I'm pretty bad at taking pictures. I tend to "live in the moment" by default, sometimes to the point where I regret not taking out my phone and capturing the moment. I do understand not wanting to live life behind your phone, but that's a personal preference. I don't ever really fault anyone for taking out their phones and wanting to preserve the memory. That seems like such a personal thing that no one should judge anyone else for.
That being said, no one really addressed that in the comments. People either hated on the woman sneaking the iPhone pic during the ceremony, or they admonished the photographer for not adapting to the situation.
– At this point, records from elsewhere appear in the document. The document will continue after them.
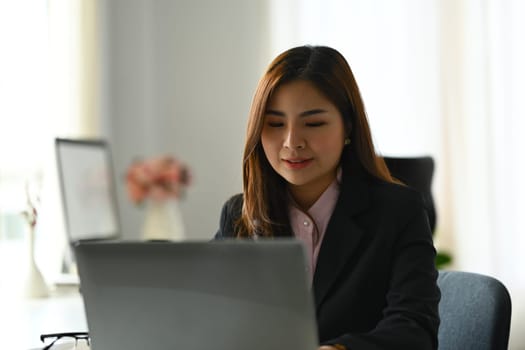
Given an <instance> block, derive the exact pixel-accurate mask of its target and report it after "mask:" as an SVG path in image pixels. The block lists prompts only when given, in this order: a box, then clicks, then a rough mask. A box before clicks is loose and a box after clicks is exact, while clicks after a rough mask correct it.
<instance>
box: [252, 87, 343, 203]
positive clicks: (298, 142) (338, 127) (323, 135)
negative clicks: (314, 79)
mask: <svg viewBox="0 0 525 350" xmlns="http://www.w3.org/2000/svg"><path fill="white" fill-rule="evenodd" d="M264 118H265V120H264V126H263V130H262V134H261V142H262V146H263V149H264V153H265V154H266V158H267V159H268V161H269V162H270V164H271V166H272V168H273V169H274V170H275V171H276V172H277V173H278V174H279V175H281V176H282V177H283V178H284V179H286V181H287V182H288V184H289V188H290V191H291V194H292V196H293V197H294V199H295V200H296V201H297V203H298V204H299V205H301V206H302V207H305V208H309V207H310V206H311V205H312V204H313V203H315V201H316V200H317V199H318V198H319V196H320V195H321V194H322V193H323V192H324V190H325V189H326V188H327V187H328V186H329V185H330V183H331V182H332V181H333V180H334V179H335V177H336V174H337V168H338V165H339V160H340V158H341V153H342V151H343V147H344V138H345V130H344V124H343V118H342V116H341V114H340V113H339V111H338V109H337V108H336V107H335V106H334V105H333V104H332V103H331V102H330V101H329V100H328V99H327V98H326V97H325V96H324V95H323V94H322V93H321V92H320V91H319V90H318V89H317V88H316V87H315V86H314V85H313V84H312V83H310V82H308V81H303V80H297V81H292V82H289V83H286V84H283V85H281V86H280V87H278V88H277V89H276V91H275V92H274V93H273V95H272V97H271V98H270V100H269V101H268V105H267V106H266V114H265V117H264Z"/></svg>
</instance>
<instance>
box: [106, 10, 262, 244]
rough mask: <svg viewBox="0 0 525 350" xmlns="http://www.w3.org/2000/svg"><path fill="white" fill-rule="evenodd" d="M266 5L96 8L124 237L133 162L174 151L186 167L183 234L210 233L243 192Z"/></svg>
mask: <svg viewBox="0 0 525 350" xmlns="http://www.w3.org/2000/svg"><path fill="white" fill-rule="evenodd" d="M264 3H265V2H264V1H263V0H253V1H245V0H226V1H214V0H200V1H191V0H175V1H160V0H158V1H146V0H112V1H107V2H103V3H102V6H101V10H102V12H104V13H102V14H101V18H102V19H103V23H102V27H103V28H104V29H103V31H104V32H106V37H105V38H104V39H103V40H104V44H103V45H104V49H103V51H104V52H105V54H104V57H103V61H104V62H105V69H104V70H105V71H106V74H107V76H106V78H105V83H106V84H107V86H106V88H107V91H108V94H107V96H105V97H104V101H105V103H106V111H105V113H104V114H105V118H106V120H105V121H104V122H103V123H102V124H103V125H105V127H106V130H105V133H106V134H107V137H108V138H109V140H110V142H111V145H112V151H113V155H114V162H115V166H116V170H117V174H116V176H117V188H118V190H119V197H120V198H119V205H120V211H121V216H122V222H123V231H124V235H125V237H126V238H137V237H138V236H139V234H140V230H141V225H142V215H143V209H142V208H136V207H134V206H133V205H131V204H130V202H129V201H128V200H127V198H126V196H125V192H124V184H123V176H124V173H125V171H126V167H127V166H128V165H129V164H130V162H131V161H132V160H133V158H134V157H137V156H139V157H140V156H143V157H145V156H152V155H157V154H161V153H172V154H174V155H175V156H176V157H178V158H180V159H181V160H183V161H185V162H187V163H188V165H189V166H190V167H191V169H192V171H193V175H194V182H193V185H192V186H191V187H190V189H189V190H188V192H187V195H186V197H185V199H184V201H183V202H182V211H183V215H184V219H185V225H186V231H187V234H188V236H189V237H190V238H196V239H207V238H210V237H212V235H213V234H214V233H215V231H216V229H217V227H218V221H219V215H220V209H221V206H222V204H223V202H224V201H225V200H226V199H227V198H229V196H231V195H233V194H234V193H237V192H240V191H241V189H242V182H241V178H242V177H241V171H242V168H241V158H242V149H243V143H244V135H245V128H246V120H247V114H248V111H249V106H250V103H251V99H252V94H253V92H254V90H255V86H256V84H257V81H258V79H259V76H260V75H261V74H262V72H263V70H264V68H265V66H266V64H267V63H268V62H269V59H270V56H269V54H268V50H267V46H268V45H267V42H266V40H267V39H266V37H267V35H265V32H266V26H267V24H266V18H267V15H266V12H267V11H266V9H265V5H264Z"/></svg>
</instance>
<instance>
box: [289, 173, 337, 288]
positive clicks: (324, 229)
mask: <svg viewBox="0 0 525 350" xmlns="http://www.w3.org/2000/svg"><path fill="white" fill-rule="evenodd" d="M340 181H341V171H340V170H339V172H338V174H337V179H335V180H334V181H333V182H332V183H331V184H330V186H328V188H327V189H326V190H325V191H324V192H323V194H322V195H321V197H319V199H318V200H317V201H316V202H315V203H314V204H313V205H312V206H311V207H310V209H308V211H307V212H306V213H305V212H304V211H302V210H301V209H299V208H298V206H297V205H295V202H294V201H293V199H292V201H291V204H290V207H289V210H288V212H289V217H290V224H291V226H292V230H293V232H294V235H295V237H297V238H298V239H300V240H301V241H302V242H303V243H304V245H305V248H306V254H307V258H308V260H309V261H308V275H309V277H310V284H311V283H312V281H313V276H314V271H315V266H316V264H317V256H318V254H319V248H320V247H321V243H322V242H323V237H324V234H325V232H326V227H327V226H328V221H330V217H331V216H332V213H333V211H334V208H335V204H336V202H337V198H338V197H339V184H340Z"/></svg>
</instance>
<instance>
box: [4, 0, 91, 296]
mask: <svg viewBox="0 0 525 350" xmlns="http://www.w3.org/2000/svg"><path fill="white" fill-rule="evenodd" d="M96 3H97V2H96V1H91V0H90V1H85V0H17V1H11V0H0V76H1V77H2V78H1V79H0V93H1V95H2V98H1V99H0V274H1V275H2V279H1V280H2V281H4V282H5V283H6V287H11V286H13V285H16V284H17V283H18V282H17V281H16V279H17V278H18V279H20V278H22V277H23V276H21V274H20V273H19V271H20V269H13V268H12V266H20V264H19V263H20V261H19V260H20V259H23V257H24V256H25V255H24V254H25V250H24V249H25V248H24V240H25V236H26V232H25V231H26V229H27V228H26V225H25V223H24V222H23V219H20V218H21V215H20V212H21V211H22V210H25V209H26V208H27V207H26V196H25V184H26V183H30V184H31V185H32V188H34V189H35V190H34V191H35V192H37V194H38V195H39V197H40V205H39V208H38V209H39V217H38V224H37V247H36V257H37V262H38V263H39V265H40V268H41V269H42V270H43V272H44V274H45V277H47V278H48V279H49V282H52V279H54V278H55V276H56V275H57V274H58V273H59V272H60V268H61V266H60V265H61V262H62V257H63V248H64V245H65V241H66V237H65V232H64V221H63V217H62V207H61V203H60V191H59V186H58V178H57V174H56V162H55V158H54V156H55V155H54V148H53V146H54V138H55V137H57V136H62V137H83V136H96V135H97V134H98V133H99V123H98V115H99V110H98V109H97V108H98V106H99V105H100V104H99V100H98V95H97V93H96V91H97V90H96V88H97V84H98V80H97V78H98V76H99V75H98V67H97V62H98V56H97V54H98V51H97V50H96V48H97V47H96V44H95V38H94V36H95V35H96V31H95V29H96V22H95V21H96ZM24 262H25V261H22V263H24ZM1 287H4V286H1ZM2 289H3V291H5V290H6V289H7V288H2Z"/></svg>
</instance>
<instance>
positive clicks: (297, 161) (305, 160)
mask: <svg viewBox="0 0 525 350" xmlns="http://www.w3.org/2000/svg"><path fill="white" fill-rule="evenodd" d="M283 161H284V164H285V165H286V166H287V167H288V168H289V169H294V170H297V169H303V168H306V167H307V166H308V165H310V163H311V162H312V158H308V159H300V158H293V159H283Z"/></svg>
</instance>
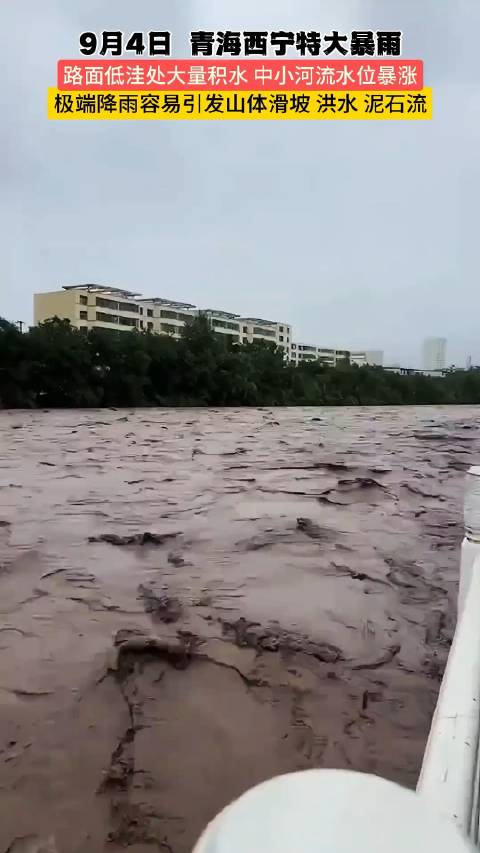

This commenter has a point. Others also pointed out that wedding photographers take dozens of photos for every moment. In these actual photos, the bride's face is down and she's not smiling. The bride probably wouldn't want to save or print these exact photos anyway. She'd probably choose any number of the other ones the photographer captured from her walk down the aisle with her father.
Also, as Rebecca here points out, she could have easily said to the guest, "Hey, could you move your iPhone out of the way for a moment?" It would have taken a split second, she could have gotten all the shots she wanted, and then the woman could have resumed taking her own photos.
I have to say, while I understand that it might be frustrating for a wedding photographer to deal with people taking iPhone photos, that is their job. They're not there to pose people and shift guests' natural behavior so they can get the best shot. They're there to capture real moments. And today, most people have smartphones that they will use at weddings. That's just the way it is.